‘Espero que a lição seja a necessidade de se preparar’
Claudia Yoshinaga, coordenadora do Centro de Estudos em Finanças da FGV Para professora da FGV, uma das explicações para o fato de o brasileiro não ter o costume de poupar é o trauma da hiperinflação
Diferentemente da crise de 2008 e 2009, que globalmente atingiu mais os trabalhadores ligados ao mercado financeiro, a pandemia devastou praticamente todos os setores da economia. Daí, seu poder de transformar os costumes do brasileiro e intensificar um movimento que começava a ganhar força – a procura por informações para se investir.
“Essa crise da covid veio muito rápido, atingiu o mundo inteiro, afetou a economia real”, diz Claudia Yoshinaga, coordenadora do Centro de Estudos em Finanças da Escola de Administração da FGV. “Espero que a grande lição que tenha ficado é essa necessidade de se preparar e ter uma aposentadoria”, afirma. Leia, a seguir, os principais trechos da entrevista:
• Como é o comportamento financeiro dos brasileiros, comparado com o de pessoas de outras nacionalidades?

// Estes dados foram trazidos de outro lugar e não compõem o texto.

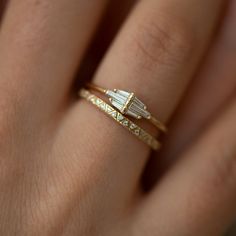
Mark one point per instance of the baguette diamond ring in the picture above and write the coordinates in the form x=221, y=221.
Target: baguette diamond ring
x=128, y=104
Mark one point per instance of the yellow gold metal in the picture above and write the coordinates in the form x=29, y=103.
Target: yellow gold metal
x=129, y=101
x=121, y=119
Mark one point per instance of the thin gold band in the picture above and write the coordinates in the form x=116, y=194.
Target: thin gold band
x=121, y=119
x=151, y=118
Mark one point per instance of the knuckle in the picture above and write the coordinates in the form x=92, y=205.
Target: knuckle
x=164, y=41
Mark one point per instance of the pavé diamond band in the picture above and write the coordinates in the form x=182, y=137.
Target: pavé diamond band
x=122, y=120
x=128, y=104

Se a gente for pensar no histórico, o brasileiro não é um povo poupador. O curioso é que o parâmetro para definir se as pessoas vão guardar dinheiro ou gastar é a taxa de juros. Em teoria, quanto maior a taxa de juros, maior a remuneração para você postergar o consumo. Haveria um incentivo maior para as pessoas guardarem do que para consumirem hoje. Temos um passado de taxa de juros real bem alta. Mesmo assim, não tínhamos o hábito de guardar dinheiro. Claro que, muitas vezes, o rendimento das famílias não é suficiente para a subsistência, quem dirá para guardar. Ainda assim, em relação a outros países do mundo, o brasileiro tem pouco hábito de poupança.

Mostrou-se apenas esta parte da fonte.